Vroege contacten tussen de Wampanoag en kolonisten dateren uit de 16e eeuw toen Europese koopvaardijschepen en vissersboten langs de kust van New England reisden. Kapitein Thomas Hunt veroverde verschillende Wampanoag in 1614 en verkocht ze in Spanje als slaven. Een Patuxet genaamd Tisquantum (of Squanto) werd gekocht door Spaanse monniken die probeerden hem te bekeren voordat ze hem vrijlieten. Hij vergezelde een expeditie naar Newfoundland als tolk, en keerde vervolgens in 1619 terug naar zijn vaderland – alleen om te ontdekken dat de hele Patuxet-stam in een epidemie was omgekomen.

In 1620 kwamen de Pilgrims aan in Plymouth , en Tisquantum en andere Wampanoag leerden hen hoe ze de variëteiten maïs, pompoen en bonen (de Three Sisters) die in New England bloeiden, moesten telen, en hoe ze vis konden vangen en verwerken en hoe ze zeevruchten konden verzamelen.
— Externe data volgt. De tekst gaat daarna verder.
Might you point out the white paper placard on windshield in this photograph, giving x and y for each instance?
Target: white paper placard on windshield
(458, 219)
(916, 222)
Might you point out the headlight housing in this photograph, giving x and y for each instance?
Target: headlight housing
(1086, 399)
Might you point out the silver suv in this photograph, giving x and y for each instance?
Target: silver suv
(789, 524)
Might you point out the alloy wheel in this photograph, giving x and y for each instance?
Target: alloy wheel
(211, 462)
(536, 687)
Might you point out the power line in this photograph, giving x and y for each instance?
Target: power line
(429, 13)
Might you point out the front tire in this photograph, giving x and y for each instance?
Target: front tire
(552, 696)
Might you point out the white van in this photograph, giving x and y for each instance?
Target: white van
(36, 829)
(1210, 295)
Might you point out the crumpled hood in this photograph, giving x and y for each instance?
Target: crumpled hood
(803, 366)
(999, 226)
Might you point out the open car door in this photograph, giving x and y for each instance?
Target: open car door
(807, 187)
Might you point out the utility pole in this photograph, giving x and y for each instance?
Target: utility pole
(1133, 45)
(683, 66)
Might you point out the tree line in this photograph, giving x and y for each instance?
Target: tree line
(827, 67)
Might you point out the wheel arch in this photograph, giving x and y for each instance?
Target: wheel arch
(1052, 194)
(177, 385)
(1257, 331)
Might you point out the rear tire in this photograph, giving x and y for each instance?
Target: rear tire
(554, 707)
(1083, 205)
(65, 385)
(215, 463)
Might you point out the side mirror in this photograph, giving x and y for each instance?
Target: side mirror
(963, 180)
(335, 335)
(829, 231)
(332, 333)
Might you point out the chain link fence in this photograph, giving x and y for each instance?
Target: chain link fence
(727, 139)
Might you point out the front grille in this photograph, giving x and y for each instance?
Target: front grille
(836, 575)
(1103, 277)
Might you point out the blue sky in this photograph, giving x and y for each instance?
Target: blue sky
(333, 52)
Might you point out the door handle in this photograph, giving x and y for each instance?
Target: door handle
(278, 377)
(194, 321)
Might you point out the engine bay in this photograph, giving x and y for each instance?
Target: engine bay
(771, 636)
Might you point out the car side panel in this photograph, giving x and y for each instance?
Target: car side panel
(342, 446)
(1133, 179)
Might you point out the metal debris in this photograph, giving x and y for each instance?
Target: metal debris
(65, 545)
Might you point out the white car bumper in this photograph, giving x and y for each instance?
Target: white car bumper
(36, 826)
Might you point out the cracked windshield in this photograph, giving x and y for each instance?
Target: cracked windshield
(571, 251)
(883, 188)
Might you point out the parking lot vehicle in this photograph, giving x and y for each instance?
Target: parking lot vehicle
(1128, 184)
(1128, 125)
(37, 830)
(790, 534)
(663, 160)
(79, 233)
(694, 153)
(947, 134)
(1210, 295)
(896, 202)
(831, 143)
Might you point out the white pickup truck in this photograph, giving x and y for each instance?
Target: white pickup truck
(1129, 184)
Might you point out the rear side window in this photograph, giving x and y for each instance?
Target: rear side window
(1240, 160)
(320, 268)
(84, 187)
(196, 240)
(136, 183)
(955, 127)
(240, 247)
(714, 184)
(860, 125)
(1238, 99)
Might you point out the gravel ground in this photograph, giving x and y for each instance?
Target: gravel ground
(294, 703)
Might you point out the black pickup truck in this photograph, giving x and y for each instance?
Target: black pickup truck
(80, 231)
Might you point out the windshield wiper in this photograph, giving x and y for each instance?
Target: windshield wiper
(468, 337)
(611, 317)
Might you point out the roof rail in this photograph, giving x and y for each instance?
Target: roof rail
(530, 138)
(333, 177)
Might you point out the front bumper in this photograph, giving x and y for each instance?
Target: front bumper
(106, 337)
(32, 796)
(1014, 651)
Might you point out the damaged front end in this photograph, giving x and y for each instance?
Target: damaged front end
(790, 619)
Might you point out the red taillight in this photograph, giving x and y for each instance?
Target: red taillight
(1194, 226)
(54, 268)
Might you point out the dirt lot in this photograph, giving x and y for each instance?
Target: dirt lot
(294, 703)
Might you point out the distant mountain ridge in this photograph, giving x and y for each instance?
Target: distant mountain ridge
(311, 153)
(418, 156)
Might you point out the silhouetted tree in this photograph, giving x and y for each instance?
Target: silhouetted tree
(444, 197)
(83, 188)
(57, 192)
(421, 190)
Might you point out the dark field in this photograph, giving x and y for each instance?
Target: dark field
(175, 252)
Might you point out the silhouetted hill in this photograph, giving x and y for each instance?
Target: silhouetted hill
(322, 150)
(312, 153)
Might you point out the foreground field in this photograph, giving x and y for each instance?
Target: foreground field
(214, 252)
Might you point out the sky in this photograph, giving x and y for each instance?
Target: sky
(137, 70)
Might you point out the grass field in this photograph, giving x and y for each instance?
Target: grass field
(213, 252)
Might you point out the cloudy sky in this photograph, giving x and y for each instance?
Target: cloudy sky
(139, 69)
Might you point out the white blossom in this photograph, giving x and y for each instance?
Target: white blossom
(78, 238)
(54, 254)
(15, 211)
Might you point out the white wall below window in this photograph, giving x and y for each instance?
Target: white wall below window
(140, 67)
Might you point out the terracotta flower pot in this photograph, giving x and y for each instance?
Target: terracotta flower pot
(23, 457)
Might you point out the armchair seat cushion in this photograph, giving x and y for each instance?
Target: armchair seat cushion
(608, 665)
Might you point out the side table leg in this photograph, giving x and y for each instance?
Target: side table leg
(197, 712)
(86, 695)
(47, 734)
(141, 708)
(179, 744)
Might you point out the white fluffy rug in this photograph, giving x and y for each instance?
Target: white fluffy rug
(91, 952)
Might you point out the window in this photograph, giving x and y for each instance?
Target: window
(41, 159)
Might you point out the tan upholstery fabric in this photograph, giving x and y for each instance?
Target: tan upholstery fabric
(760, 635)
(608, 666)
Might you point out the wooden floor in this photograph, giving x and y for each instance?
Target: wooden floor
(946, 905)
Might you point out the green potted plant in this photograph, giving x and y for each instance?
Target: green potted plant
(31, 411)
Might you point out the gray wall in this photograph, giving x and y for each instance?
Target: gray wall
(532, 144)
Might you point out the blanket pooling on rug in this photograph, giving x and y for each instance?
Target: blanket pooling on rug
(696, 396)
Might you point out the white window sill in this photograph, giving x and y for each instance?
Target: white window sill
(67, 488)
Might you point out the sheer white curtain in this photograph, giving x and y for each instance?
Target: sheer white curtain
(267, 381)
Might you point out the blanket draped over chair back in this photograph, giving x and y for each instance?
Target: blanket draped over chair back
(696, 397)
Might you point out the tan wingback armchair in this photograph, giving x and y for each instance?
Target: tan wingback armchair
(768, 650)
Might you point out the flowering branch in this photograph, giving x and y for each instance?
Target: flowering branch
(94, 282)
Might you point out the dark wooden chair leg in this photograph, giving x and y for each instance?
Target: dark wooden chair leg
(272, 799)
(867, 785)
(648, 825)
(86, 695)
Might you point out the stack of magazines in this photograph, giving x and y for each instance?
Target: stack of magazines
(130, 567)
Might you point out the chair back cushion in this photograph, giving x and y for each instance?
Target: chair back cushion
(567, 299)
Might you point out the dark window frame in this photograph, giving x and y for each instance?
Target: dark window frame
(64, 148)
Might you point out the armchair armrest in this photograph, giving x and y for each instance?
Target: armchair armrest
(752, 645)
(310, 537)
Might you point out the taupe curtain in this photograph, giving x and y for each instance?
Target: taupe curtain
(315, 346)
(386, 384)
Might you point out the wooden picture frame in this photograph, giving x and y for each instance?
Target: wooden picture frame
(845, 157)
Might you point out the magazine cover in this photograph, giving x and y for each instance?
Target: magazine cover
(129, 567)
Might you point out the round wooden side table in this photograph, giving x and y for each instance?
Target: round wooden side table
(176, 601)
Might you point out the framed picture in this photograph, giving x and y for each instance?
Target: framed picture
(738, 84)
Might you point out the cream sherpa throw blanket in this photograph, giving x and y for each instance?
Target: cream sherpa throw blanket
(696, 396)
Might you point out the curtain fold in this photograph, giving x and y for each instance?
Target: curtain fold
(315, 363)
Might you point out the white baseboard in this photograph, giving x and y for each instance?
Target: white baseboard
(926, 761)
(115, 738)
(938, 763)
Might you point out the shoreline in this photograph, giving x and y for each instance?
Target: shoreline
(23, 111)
Ze stelden de pelgrims in staat hun eerste winters te overleven, en Squanto woonde bij hen en trad op als tussenpersoon tussen hen en Massasoit, de Wampanoag sachem.

De Wampanoag leden aan een epidemie tussen 1616 en 1619, waarvan lang werd gedacht pokken worden geïntroduceerd door contact met Europeanen. Onderzoekers publiceerden echter in 2010 een studie die suggereerde dat de epidemie leptospirose of 7-daagse koorts was. De groepen die het meest verwoest waren door de ziekte waren degenen die veel handel hadden gedreven met de Fransen, wat leidde tot speculatie dat de ziekte een maagdelijke bodemepidemie was. Alfred Crosby heeft gespeculeerd dat de bevolkingsverliezen zo hoog waren als 90 procent onder de Pokanoket in Massachusett en op het vasteland.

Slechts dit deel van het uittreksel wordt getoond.